Ben Visser (born 6 February 1934 in The Hague) is a Dutch politician and local government official, a member of the Labour Party, and a Member of the European Parliament for its 2nd and 3rd terms.

== Biography ==
In 1953, he completed high school, and later he took training courses in finance, economics, and law. He was an editor of the magazine "Tijdschrift voor Openbaar Bestuur". He worked in local administration, including in The Hague and Rotterdam. From 1970 to 1984, he served as the director of the finance department in the municipal administration of Arnhem. From 1983 to 1984, he was a member of the provincial states of Gelderland. He was active in the Labour Party, holding various positions in the regional structures of this group.

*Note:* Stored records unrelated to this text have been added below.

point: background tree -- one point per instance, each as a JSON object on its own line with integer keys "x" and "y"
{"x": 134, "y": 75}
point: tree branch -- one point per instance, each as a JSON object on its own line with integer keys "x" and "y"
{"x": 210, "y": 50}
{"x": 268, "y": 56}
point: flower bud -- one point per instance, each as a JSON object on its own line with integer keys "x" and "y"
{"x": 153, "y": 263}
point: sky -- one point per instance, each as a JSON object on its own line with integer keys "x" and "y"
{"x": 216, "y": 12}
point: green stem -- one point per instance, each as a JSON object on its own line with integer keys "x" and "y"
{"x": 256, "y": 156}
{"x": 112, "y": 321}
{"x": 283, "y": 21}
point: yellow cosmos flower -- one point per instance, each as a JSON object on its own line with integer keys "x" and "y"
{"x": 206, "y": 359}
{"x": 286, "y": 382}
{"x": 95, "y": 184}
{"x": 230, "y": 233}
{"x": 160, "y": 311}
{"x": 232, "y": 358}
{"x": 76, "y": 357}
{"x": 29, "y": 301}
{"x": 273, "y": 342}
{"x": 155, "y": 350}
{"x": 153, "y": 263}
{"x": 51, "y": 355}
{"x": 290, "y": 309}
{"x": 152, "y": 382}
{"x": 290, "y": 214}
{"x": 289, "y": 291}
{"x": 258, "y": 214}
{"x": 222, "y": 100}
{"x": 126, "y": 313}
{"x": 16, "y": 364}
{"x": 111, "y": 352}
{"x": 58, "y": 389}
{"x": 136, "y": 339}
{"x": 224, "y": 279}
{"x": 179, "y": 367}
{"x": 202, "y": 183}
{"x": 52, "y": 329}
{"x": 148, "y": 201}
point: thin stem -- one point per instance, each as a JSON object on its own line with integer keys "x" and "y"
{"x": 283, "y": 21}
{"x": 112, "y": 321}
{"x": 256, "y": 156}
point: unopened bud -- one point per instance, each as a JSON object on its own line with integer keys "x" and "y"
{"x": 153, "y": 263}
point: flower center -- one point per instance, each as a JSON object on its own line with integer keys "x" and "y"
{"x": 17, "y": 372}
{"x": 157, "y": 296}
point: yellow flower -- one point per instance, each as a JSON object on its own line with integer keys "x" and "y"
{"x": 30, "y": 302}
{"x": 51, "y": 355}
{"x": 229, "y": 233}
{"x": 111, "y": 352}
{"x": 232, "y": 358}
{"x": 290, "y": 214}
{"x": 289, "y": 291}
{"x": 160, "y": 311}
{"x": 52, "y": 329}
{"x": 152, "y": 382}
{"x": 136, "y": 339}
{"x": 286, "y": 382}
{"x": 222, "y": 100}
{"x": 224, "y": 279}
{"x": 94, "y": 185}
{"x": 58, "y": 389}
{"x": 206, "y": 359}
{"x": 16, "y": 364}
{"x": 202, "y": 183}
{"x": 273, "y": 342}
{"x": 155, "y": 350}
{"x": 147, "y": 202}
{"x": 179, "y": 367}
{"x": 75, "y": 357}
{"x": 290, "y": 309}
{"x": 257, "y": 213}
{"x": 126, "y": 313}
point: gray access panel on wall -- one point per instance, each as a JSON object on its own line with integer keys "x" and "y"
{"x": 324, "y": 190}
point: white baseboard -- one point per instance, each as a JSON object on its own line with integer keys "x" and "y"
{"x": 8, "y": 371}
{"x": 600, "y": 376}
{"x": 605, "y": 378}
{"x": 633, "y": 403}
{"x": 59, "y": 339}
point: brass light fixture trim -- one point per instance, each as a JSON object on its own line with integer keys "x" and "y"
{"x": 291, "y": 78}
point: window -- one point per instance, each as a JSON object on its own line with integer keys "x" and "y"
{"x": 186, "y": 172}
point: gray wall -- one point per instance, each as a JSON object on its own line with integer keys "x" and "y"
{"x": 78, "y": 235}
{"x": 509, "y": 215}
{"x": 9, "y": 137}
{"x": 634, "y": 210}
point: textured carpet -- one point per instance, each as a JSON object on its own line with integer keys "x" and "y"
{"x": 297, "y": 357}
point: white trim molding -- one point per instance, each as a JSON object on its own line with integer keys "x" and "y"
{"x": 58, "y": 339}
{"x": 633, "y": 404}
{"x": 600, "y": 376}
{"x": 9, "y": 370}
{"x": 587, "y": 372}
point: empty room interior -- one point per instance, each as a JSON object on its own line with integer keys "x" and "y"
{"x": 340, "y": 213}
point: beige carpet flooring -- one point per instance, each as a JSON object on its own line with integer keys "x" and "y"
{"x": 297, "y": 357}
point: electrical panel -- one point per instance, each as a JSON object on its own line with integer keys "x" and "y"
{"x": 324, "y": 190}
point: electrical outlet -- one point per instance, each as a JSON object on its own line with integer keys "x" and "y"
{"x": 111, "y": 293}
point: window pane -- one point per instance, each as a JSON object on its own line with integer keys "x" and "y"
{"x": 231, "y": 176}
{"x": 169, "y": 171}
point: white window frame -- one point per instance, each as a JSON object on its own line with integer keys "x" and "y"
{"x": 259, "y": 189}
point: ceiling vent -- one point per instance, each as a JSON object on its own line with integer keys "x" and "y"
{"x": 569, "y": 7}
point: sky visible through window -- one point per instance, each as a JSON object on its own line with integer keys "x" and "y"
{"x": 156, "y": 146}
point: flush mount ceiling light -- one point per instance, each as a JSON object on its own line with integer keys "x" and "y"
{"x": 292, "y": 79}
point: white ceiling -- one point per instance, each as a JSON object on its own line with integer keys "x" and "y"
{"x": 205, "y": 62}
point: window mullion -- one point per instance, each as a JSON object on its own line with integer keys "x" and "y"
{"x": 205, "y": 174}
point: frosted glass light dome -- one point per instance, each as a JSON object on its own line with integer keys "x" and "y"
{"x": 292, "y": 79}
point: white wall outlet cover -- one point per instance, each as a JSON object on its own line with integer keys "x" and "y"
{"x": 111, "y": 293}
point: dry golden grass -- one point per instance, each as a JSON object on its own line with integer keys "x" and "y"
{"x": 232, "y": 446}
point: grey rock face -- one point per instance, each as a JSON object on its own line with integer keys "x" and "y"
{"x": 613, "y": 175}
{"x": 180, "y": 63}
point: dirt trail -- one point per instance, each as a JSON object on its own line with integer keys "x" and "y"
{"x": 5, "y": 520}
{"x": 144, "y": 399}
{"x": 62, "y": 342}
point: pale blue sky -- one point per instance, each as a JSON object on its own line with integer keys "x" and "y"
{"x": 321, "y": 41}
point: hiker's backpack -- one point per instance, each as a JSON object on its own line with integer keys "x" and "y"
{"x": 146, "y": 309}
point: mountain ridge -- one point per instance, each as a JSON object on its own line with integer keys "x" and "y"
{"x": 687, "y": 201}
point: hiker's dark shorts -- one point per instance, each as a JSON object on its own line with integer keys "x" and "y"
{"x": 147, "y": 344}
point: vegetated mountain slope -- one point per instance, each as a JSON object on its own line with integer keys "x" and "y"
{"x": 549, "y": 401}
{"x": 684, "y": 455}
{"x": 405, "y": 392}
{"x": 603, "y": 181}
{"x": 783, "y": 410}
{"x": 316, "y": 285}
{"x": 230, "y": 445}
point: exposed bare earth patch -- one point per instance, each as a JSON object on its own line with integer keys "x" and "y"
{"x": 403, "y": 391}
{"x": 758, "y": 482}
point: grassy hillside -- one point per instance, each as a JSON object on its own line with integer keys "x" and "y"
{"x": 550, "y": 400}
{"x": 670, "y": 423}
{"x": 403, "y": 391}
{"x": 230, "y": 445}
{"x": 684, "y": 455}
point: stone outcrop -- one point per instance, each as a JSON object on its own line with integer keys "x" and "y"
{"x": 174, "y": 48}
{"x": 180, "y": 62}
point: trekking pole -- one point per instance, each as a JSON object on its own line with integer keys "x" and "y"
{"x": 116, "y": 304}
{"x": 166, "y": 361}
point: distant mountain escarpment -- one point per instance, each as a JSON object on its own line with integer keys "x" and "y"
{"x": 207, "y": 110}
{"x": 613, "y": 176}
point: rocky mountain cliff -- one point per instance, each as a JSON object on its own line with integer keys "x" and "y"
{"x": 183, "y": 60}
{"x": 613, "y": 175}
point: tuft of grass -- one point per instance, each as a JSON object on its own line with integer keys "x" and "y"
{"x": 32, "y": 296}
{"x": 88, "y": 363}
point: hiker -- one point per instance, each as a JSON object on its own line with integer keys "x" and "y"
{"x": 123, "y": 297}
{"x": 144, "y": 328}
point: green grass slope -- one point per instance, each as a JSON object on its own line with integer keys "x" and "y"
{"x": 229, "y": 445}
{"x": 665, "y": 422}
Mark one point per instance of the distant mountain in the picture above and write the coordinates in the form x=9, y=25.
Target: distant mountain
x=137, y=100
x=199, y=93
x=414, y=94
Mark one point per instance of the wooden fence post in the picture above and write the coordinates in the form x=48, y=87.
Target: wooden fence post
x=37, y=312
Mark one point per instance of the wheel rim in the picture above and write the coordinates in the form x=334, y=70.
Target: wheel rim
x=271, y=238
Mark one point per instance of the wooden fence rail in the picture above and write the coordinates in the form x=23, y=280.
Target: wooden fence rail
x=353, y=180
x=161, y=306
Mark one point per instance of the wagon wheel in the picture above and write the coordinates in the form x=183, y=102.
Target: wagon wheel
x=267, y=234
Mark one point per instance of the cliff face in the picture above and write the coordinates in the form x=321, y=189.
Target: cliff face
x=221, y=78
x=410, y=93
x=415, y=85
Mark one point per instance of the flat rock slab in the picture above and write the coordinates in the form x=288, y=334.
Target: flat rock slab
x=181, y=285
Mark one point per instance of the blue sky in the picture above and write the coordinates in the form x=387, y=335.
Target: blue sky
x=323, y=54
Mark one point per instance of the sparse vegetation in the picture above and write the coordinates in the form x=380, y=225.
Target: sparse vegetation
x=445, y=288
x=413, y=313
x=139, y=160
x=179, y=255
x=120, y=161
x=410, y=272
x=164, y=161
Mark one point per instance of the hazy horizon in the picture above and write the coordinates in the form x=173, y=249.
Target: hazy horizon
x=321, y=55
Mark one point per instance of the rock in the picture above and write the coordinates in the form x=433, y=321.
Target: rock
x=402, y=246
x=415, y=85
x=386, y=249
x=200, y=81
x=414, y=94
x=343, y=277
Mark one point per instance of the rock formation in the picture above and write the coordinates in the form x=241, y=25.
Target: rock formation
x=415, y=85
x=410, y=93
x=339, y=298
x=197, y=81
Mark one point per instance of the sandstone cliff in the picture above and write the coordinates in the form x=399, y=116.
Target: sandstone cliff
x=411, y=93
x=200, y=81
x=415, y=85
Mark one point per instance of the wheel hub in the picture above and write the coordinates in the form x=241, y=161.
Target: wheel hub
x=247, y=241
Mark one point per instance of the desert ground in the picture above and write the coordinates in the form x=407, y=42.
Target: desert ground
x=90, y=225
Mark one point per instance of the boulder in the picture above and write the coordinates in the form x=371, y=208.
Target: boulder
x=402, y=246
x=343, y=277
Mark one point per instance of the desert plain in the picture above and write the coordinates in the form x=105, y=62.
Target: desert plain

In 1984, he was elected as a Member of the European Parliament, and successfully sought re-election in 1989. During his term, he belonged to the Party of European Socialists group. From 1984 to 1987, he was a member of the Committee on Transport, and from 1987 to 1994, he was a member of the Committee on Transport and Tourism. From 1985 to 1987, he was part of the Delegation for relations with Austria. From 1987, he was a member of the Delegation for relations with the countries of the Association of Southeast Asian Nations (ASEAN) and the ASEAN Interparliamentary Organization (AIPO) and with the Republic of Korea. In 1989, he became the vice-chair of this delegation, serving until 1994.